Cresceu e viveu no bairro do Vale da Amoreira, em Setúbal. Da infância recorda os passeios de bicicleta, a vida “difícil” do bairro e os sacrifícios que os pais faziam para “sobreviver”. Cresceu numa família de testemunhas de Jeová e, desde cedo, sentiu o que era estar em “inferioridade numérica”. É filho de pais divorciados e lembra a última vez em que viu o pai em criança.
Os avós, retornados, regressaram de Angola e viveram no bairro da Serafina, em Lisboa. Mais tarde ocuparam casas no Vale da Amoreira, em Setúbal, onde cresceu.
Os pais conheceram-se no bairro e “faziam aquilo que era preciso para sobreviver”. No início dos anos 80, “a vida não era fácil” e a família passou por dificuldades, depois de a empresa onde o avô trabalhava ter ido à falência.
Filho de pais divorciados recorda uma fotografia de criança, então com três anos, captada durante as festas do Barreiro. Foi também nesse dia que viu pela última vez o pai durante a infância. Só o voltaria a ver aos 16 anos.
A vida era “vivida na rua”, a andar de bicicleta, mas a avó, protetora, não gostava que andasse com os “vadios”, conta. Cresceu numa família de testemunhas de Jeová e desde cedo que sentiu o que era estar em “inferioridade numérica”. Com quatro anos ia às celebrações com a mãe e com a avó. Desse tempo, herdou os hábitos de leitura, o conhecimento da Bíblia e a procura pela espiritualidade.
Através da vivência em comunidade no bairro tornou-se “sensível” às histórias dos outros. Talvez, admite, tenha nascido aqui a “veia de escritor”. Quando tinha 12 anos abriu a primeira biblioteca no Vale da Amoreira e sentiu que tudo tinha mudado. Hoje, esta biblioteca tem o seu nome.

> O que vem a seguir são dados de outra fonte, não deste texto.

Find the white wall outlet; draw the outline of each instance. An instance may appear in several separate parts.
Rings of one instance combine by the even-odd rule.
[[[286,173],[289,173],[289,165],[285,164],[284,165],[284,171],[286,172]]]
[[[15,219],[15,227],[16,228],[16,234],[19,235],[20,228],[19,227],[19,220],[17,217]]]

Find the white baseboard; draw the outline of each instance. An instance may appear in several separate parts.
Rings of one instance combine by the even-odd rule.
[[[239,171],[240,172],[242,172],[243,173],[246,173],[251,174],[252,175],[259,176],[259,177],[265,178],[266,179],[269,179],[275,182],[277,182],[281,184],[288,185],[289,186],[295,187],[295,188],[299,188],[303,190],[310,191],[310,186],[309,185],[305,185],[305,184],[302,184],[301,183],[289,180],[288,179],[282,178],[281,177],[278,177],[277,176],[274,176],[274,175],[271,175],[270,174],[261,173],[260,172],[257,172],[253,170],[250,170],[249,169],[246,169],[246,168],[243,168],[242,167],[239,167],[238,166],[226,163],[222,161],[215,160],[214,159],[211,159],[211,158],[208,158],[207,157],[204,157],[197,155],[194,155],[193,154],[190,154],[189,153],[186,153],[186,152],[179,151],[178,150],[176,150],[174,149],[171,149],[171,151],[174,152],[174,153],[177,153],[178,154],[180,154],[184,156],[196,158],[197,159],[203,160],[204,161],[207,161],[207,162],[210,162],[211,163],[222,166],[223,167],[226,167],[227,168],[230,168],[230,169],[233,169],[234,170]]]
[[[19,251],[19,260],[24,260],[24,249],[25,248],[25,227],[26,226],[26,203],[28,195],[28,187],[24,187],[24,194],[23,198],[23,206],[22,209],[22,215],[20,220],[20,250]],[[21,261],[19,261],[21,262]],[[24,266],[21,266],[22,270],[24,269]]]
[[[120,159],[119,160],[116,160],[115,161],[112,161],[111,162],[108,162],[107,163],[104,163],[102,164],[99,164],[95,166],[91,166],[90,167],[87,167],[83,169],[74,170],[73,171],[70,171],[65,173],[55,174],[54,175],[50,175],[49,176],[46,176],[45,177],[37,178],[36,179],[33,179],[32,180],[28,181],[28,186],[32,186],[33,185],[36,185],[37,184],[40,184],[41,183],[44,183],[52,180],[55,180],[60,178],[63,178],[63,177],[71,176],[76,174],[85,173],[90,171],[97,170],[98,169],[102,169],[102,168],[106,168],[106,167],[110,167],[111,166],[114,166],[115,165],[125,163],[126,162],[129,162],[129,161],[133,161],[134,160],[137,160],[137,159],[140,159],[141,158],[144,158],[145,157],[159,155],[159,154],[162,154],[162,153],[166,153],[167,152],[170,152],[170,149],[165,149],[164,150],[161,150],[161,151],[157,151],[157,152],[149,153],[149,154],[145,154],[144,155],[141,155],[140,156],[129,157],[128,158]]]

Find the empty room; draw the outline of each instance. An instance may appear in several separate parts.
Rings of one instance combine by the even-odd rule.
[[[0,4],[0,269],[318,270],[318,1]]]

Não consegue explicar como escapou à armadilha da pobreza. “Talvez tenha sido pela personalidade, força e capacidades intelectuais”, sugere. Com 30 anos, depois um divórcio, viu-se forçado a regressar ao bairro e à casa mãe - “uma das grandes desilusões” que teve na vida.
Depois de uma temporada em Lisboa, regressou para a margem sul do Tejo. A mãe ainda vive no bairro, onde regressa com frequência para a ver. Mas perdeu-se a mística. “Foram todos embora. O Vale da Amoreira tornou-se apenas mais um bairro social.”

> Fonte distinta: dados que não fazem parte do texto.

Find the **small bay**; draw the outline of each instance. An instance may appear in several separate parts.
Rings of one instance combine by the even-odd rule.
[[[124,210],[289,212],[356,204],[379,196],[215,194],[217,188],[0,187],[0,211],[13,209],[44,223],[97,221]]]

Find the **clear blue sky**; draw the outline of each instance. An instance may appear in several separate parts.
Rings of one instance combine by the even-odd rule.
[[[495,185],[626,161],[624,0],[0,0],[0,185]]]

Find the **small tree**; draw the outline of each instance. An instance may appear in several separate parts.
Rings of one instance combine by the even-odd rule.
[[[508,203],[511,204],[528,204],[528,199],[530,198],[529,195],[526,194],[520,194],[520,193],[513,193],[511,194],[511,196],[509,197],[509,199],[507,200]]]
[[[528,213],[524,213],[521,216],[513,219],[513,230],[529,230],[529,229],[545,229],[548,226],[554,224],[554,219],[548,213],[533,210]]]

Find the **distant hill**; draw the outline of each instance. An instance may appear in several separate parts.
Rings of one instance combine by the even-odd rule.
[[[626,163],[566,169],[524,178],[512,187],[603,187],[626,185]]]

O escritor, crítico literário e vencedor de um prémio Saramago, Bruno Vieira Amaral, é o novo convidado do podcast Geração 70. Numa conversa com Bernardo Ferrão recorda a infância, as amarguras e desilusões da vida e reflete sobre o país “centrado”, sem uma “verdadeira força de comunidade”, sem uma classe média “forte”, fracassado e “dependente do Estado”.
“Geração 70“ é uma conversa solta com os protagonistas de hoje que nasceram na década de 70. A geração que está aos comandos do país ou a caminho. Aqui falamos de expectativas e frustrações. De sonhos concretizados e dos que se perderam.
Um retrato na primeira pessoa sobre a indelével passagem do tempo, uma viagem dos anos 70 até aos nossos dias conduzida por Bernardo Ferrão.